In commit 9 we don’t observe the faulty behavior, so we mark it as good, and get:

Bisecting: 0 revisions left to test after this (roughly 0 steps)
[6cbccbca6a1ce5674cf5eaa1fd6cea8c7fb5a868] commit 10 - simulating work on the app

In commit 10 we also don’t observe any issue, so we mark it as good and get the following:

b4a79c14292cc2e623c4f7843aee026679145b80 is the first bad commit
commit b4a79c14292cc2e623c4f7843aee026679145b80
Author: #####
Date:   #####

    commit 11 - simulating work on the app

 src/app.py | 4 ++--
 1 file changed, 2 insertions(+), 2 deletions(-)

If we’ll observe the contents of this commit, we’ll see the following:

Port 80 was actually changed to 801, which will cause the app not to respond to requests, which are expected on port 80 as it was in the initial deployment.

We were able to pinpoint the faulty commit within 4 simple git commands.
In our example there were only 15 commits, but imagine if there were 1500 commits, or even more.

Automating faulty commit hunting

git bisect also supports the run command, which allows us to offload checking whether the commit is faulty to a test (or any other process which returns exit code of 1 or 0).
git bisect process will keep automatically checking out the commits as the binary search progress, and will report on the faulty commit at the end.
The process will treat exit code 0 as good, and exit code 1 as bad.

Let’s write a simple test which will check whether the app is working as expected and respond to API calls:

test.py

import requests
import unittest
import threading
import time
from src.app import run_flask_app


class TestFlaskApp(unittest.TestCase):

    @classmethod
    def setUpClass(cls):
        # Start the Flask app in a separate thread
        cls.flask_thread = threading.Thread(target=run_flask_app, daemon=True)
        cls.flask_thread.start()
        # Give some time for the server to start
        time.sleep(1)

    def test_app_is_running(self):
        url = "http://localhost/test"
        try:
            response = requests.get(url)
            self.assertEqual(response.status_code, 200, "App is not running")
        except requests.ConnectionError:
            self.fail("Connection failed, the app might not be running")
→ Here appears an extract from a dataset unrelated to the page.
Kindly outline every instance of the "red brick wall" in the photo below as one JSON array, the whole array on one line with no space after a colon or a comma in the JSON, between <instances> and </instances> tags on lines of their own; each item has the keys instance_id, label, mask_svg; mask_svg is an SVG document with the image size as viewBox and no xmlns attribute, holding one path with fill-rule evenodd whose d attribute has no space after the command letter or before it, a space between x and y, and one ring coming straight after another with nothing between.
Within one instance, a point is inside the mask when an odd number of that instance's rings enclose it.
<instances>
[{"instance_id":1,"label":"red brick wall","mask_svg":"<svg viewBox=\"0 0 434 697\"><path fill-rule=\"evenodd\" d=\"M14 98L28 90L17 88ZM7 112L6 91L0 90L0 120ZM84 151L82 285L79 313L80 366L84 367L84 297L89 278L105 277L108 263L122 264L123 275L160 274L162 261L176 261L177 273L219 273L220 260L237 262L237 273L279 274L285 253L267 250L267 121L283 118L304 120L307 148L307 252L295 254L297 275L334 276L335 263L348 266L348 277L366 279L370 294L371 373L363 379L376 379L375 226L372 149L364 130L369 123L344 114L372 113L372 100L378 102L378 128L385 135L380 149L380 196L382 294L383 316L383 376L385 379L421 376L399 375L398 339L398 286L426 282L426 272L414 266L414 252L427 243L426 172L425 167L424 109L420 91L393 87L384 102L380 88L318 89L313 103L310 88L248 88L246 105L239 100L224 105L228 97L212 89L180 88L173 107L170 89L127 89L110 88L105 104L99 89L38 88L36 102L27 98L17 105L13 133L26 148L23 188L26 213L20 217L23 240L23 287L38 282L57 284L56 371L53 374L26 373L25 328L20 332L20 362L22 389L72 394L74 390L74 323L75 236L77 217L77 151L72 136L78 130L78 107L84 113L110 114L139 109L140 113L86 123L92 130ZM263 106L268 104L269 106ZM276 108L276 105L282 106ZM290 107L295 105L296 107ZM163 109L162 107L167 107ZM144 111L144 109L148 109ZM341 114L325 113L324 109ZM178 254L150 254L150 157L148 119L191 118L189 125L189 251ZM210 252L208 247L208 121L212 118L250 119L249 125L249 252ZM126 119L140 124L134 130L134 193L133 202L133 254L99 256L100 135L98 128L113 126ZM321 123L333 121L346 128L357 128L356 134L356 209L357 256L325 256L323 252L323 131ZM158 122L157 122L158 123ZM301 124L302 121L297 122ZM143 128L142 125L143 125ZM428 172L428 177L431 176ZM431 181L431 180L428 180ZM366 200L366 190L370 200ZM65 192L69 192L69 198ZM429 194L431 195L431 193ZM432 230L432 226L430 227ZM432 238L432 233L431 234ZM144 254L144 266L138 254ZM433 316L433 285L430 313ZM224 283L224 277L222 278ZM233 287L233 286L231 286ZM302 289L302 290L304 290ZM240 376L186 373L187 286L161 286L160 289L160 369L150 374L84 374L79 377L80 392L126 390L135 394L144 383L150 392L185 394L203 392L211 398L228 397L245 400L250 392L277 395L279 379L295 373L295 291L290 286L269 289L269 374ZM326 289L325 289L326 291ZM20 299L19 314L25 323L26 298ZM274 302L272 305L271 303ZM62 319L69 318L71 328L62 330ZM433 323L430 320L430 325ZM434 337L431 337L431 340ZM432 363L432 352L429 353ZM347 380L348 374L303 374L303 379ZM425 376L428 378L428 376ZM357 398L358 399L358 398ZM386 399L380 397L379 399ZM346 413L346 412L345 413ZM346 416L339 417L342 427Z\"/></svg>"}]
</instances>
if __name__ == "__main__":
    unittest.main()

Now, lets add to the bisect process the run command:

git bisect start
git bisect bad
git bisect good 44180754
git bisect run python test.py

Now we’ll automatically receive the following output:

running 'python' 'test.py'
... Ommiting the output for brevity
.
----------------------------------------------------------------------
Ran 1 test in 3.023s

OK
Bisecting: 3 revisions left to test after this (roughly 2 steps)
[b4a79c14292cc2e623c4f7843aee026679145b80] commit 11 - simulating work on the app
... Ommiting the output for brevity
----------------------------------------------------------------------
Ran 1 test in 5.030s

FAILED (failures=1)
Bisecting: 1 revision left to test after this (roughly 1 step)
[76b5c65fc1e7a32e992ea1d86be019d90fcf9845] commit 9 - simulating work on the app
... Ommiting the output for brevity
.
----------------------------------------------------------------------
Ran 1 test in 3.024s

OK

Bisecting: 0 revisions left to test after this (roughly 0 steps)
[6cbccbca6a1ce5674cf5eaa1fd6cea8c7fb5a868] commit 10 - simulating work on the app
... Ommiting the output for brevity
.
----------------------------------------------------------------------
Ran 1 test in 3.015s

OK
b4a79c14292cc2e623c4f7843aee026679145b80 is the first bad commit
commit b4a79c14292cc2e623c4f7843aee026679145b80
Author: #####
Date:   #####

    commit 11 - simulating work on the app

 src/app.py | 4 ++--
 1 file changed, 2 insertions(+), 2 deletions(-)
bisect found first bad commit

As explained, git bisect leveraged the test to determine whether the currently checked out commit is faulty or not and automated the manual bisect process.